Los ojos del ruso se abrieron con brusquedad mientras dirigían a su alrededor una mirada de hombre que acaba de recobrar el sentido.
– Si no le importa -dijo-. Tomaré ajenjo, por favor; avec de la glace [13].
El camarero recibió el pedido y Latimer se dispuso a inspeccionar la presa cobrada.
La traducción estaba manuscrita y llenaba doce folios. Latimer hojeó los dos o tres folios iniciales. Sin duda alguna, era la traducción del documento genuino. Entonces inició una lectura cuidadosa.
GOBIERNO NACIONAL DE TURQUÍA
TRIBUNAL DE LA INDEPENDENCIA
Por orden del oficial comandante de la guarnición de Izmir, de acuerdo con las facultades otorgadas por el Decreto Ley promulgado en Ankara en el decimoctavo día del sexto mes de 1922 del nuevo calendario.
Sumario de las declaraciones hechas ante el Comisionado Presidente del Tribunal, mayor de brigada Zia Haki, en el sexto día del décimo mes del año 1922, del nuevo calendario.
Zakari, el judío, denuncia que el asesinato de su primo Sholem ha sido obra de Dhris Mohammed, un empacador de higos oriundo de Buja.
Durante la semana pasada, una patrulla perteneciente al Sexagésimo Regimiento descubrió el cadáver de Sholem, un prestamista deunme, en su cuarto situado en un edificio que da a una callejuela sin nombre, en los alrededores de la Antigua Mezquita. Había sido degollado. Aun cuando este hombre no era hijo de Verdaderos Creyentes ni gozaba de buena reputación, nuestra vigilante policía ha llevado a cabo las investigaciones pertinentes y ha comprobado la desaparición de una considerable suma de dinero.
Varios días más tarde, Zakari, el denunciante, informó al comandante de policía que, mientras estaba en un café, había visto a Dhris exhibiendo puñados de billetes de moneda griega. Zakari sabía que Dhris era un individuo pobre y se extrañó. Más tarde, cuando Dhris se hubo emborrachado, le oyó jactarse de que Sholem, el judío, le hubiera prestado dinero sin pedirle intereses. En ese momento, Zakari no se había enterado aún de la muerte de Sholem, pero cuando se lo comunicó un familiar, recordó lo que había visto y oído en aquel café.

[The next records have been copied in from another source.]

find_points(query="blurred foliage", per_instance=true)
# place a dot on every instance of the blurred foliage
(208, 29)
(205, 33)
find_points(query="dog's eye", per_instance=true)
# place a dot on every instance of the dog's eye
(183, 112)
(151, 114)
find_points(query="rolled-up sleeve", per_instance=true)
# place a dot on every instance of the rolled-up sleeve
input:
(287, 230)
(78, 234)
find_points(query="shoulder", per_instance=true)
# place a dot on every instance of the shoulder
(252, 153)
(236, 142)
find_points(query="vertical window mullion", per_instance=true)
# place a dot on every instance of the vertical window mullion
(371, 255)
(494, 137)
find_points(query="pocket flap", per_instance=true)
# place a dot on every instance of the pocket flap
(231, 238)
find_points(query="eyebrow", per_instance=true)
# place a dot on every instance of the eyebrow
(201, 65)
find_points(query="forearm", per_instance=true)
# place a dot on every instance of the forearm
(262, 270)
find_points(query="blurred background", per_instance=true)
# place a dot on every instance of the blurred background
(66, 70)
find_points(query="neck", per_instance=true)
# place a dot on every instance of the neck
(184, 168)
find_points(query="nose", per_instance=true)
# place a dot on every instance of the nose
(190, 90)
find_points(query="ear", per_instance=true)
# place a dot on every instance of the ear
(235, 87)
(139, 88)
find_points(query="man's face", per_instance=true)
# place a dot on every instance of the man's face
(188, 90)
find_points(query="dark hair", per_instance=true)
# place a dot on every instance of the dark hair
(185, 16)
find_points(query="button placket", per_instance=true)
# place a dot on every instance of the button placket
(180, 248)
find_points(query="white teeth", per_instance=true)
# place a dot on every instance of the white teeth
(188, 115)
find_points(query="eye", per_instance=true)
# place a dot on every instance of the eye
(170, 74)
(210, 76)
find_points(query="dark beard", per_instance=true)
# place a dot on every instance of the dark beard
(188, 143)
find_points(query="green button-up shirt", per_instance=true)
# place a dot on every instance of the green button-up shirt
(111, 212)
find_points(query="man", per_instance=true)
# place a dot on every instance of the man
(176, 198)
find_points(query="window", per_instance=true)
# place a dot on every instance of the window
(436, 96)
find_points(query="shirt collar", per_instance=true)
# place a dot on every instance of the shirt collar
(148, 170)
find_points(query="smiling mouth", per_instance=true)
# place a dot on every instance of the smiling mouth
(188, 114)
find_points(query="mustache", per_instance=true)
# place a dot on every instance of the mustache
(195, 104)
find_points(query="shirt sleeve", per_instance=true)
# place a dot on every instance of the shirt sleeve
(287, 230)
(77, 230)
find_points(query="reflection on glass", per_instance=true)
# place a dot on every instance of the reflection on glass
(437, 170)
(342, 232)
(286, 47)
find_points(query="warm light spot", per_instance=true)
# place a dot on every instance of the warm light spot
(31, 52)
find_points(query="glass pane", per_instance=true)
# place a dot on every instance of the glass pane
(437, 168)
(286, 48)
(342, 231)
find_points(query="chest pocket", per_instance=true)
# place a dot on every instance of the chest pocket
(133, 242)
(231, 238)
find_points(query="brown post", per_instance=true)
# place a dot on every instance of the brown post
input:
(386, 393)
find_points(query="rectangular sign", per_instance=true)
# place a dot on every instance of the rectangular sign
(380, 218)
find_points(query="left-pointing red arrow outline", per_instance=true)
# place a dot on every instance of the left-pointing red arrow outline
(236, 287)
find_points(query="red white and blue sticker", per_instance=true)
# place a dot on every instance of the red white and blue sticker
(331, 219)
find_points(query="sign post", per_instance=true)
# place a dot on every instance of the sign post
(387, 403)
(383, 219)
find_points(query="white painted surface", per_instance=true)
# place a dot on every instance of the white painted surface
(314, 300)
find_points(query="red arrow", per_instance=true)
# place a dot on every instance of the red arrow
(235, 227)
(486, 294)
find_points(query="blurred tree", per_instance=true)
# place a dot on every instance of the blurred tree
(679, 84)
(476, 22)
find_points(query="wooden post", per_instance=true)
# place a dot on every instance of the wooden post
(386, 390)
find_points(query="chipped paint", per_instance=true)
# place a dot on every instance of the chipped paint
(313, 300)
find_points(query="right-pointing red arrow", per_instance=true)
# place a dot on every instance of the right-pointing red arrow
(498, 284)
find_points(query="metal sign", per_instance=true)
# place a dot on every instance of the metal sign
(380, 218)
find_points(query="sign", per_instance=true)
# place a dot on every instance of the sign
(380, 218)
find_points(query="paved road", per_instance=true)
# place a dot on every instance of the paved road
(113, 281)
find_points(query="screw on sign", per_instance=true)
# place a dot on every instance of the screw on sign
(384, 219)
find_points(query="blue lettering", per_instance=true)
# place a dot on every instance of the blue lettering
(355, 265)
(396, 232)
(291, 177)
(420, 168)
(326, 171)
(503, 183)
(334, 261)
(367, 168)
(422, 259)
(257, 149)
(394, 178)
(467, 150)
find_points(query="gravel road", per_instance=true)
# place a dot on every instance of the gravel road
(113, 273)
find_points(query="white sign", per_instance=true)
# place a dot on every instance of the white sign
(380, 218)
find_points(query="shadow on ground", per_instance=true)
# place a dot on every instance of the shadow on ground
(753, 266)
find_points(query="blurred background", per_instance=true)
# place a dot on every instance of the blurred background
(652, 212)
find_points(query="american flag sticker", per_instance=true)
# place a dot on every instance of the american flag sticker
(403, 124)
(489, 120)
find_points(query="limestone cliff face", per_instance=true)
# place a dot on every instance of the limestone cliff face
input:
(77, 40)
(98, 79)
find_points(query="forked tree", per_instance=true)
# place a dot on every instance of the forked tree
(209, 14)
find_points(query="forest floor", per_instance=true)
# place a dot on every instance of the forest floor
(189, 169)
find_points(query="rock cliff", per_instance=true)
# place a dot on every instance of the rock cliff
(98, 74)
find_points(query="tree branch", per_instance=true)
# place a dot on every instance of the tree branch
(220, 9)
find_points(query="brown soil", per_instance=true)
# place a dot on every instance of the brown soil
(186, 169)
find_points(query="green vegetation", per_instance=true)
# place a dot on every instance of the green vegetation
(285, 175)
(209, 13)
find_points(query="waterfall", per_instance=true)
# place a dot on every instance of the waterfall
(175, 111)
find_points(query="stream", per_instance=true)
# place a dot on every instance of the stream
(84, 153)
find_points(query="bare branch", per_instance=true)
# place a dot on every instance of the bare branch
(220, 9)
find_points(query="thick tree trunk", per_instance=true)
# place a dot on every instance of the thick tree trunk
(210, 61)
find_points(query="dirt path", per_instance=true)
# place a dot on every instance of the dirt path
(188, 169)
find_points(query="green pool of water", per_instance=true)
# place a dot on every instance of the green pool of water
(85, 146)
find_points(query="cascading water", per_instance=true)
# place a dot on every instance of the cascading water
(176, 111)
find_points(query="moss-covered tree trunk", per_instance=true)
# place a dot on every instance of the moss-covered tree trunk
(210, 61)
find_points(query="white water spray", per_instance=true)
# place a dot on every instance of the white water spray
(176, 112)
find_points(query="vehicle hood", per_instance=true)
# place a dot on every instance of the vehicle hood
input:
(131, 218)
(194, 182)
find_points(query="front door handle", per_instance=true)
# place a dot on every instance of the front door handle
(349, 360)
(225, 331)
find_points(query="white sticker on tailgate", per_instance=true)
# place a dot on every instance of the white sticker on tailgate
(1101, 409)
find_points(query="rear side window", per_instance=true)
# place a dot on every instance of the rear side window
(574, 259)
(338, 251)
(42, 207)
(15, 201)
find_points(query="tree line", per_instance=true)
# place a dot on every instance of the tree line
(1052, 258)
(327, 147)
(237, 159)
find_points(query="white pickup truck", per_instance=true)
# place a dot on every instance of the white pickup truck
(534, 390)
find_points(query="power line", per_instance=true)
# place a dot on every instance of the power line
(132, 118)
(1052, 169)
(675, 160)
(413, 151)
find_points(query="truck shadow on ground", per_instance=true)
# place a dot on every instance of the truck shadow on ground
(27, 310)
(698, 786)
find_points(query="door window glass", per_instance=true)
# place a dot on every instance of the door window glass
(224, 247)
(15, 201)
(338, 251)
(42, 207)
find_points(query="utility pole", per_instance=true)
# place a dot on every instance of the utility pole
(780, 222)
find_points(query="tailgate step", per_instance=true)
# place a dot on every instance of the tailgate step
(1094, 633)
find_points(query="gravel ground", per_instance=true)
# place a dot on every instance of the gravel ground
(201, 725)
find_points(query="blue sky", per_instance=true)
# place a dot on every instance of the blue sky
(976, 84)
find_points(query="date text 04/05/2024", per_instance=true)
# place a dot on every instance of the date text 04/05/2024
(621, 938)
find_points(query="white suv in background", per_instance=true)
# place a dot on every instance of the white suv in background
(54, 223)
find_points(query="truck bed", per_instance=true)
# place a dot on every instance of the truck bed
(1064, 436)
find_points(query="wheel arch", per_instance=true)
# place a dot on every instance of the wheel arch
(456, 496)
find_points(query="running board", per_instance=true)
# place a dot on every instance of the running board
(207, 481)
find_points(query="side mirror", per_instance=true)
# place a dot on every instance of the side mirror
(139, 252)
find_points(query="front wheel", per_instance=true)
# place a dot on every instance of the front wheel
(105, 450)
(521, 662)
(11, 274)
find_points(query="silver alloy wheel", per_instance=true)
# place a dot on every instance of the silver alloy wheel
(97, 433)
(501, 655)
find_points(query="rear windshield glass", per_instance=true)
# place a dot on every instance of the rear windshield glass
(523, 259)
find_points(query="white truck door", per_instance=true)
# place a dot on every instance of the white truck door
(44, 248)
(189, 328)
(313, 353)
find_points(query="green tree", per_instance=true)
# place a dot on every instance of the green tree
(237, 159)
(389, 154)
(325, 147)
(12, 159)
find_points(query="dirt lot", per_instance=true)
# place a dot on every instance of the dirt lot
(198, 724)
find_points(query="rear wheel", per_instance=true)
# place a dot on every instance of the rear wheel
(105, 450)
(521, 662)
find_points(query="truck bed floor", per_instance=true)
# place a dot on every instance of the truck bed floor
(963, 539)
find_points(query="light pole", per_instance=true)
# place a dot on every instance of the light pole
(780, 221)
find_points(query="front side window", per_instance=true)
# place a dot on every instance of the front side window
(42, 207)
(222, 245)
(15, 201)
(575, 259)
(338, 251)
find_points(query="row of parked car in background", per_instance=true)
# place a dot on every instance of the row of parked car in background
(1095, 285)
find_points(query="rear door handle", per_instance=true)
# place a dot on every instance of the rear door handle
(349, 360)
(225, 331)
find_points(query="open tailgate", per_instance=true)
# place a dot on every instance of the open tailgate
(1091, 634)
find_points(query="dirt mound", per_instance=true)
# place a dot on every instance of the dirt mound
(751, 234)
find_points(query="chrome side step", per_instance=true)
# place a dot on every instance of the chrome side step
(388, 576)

Se ha requerido la declaración de Abdul Hakk, dueño del bar Cristal, quien ha dicho que Dhris había mostrado dinero griego, varios cientos de dracmas, al parecer, y había dicho a gritos que el judío Sholem le había prestado ese dinero sin pedirle intereses. Hakk pensó que eso era raro, porque Sholem era un hombre de duro corazón.
Un jornalero del puerto, llamado Ismail, también ha declarado que había oído esto mismo de boca del prisionero.
Interrogado acerca de la manera como había obtenido el dinero, el asesino en un principio ha negado que estuviera en posesión de dicha suma y ha afirmado que no conocía a Sholem y que, por ser un verdadero creyente, el judío Zakari le odiaba. También ha dicho que Hakk e Ismail habían mentido.
Ante las severas preguntas del Comisionado Presidente del Tribunal, ha admitido posteriormente que estaba en posesión de una suma de dinero, pagada por Sholem a cambio de un servicio que él le había prestado. Pero Dhris Mohammed se ha negado a explicar en qué había consistido ese servicio. Al proseguir el interrogatorio, la actitud del acusado se volvió extraña y desequilibrada. Ha negado su responsabilidad en el asesinato de Sholem y, con blasfemias, ha invocado al Dios Verdadero como testigo de su inocencia.
El Comisionado Presidente, en vista de todo esto, ordena que el reo sea ahorcado, mediando el acuerdo de los otros miembros del Tribunal, por ser ésta la sentencia justa.
Latimer acabó el folio. Echó una mirada a Muishkin. El ruso se había tragado su ajenjo y examinaba la copa. Las miradas de ambos se cruzaron.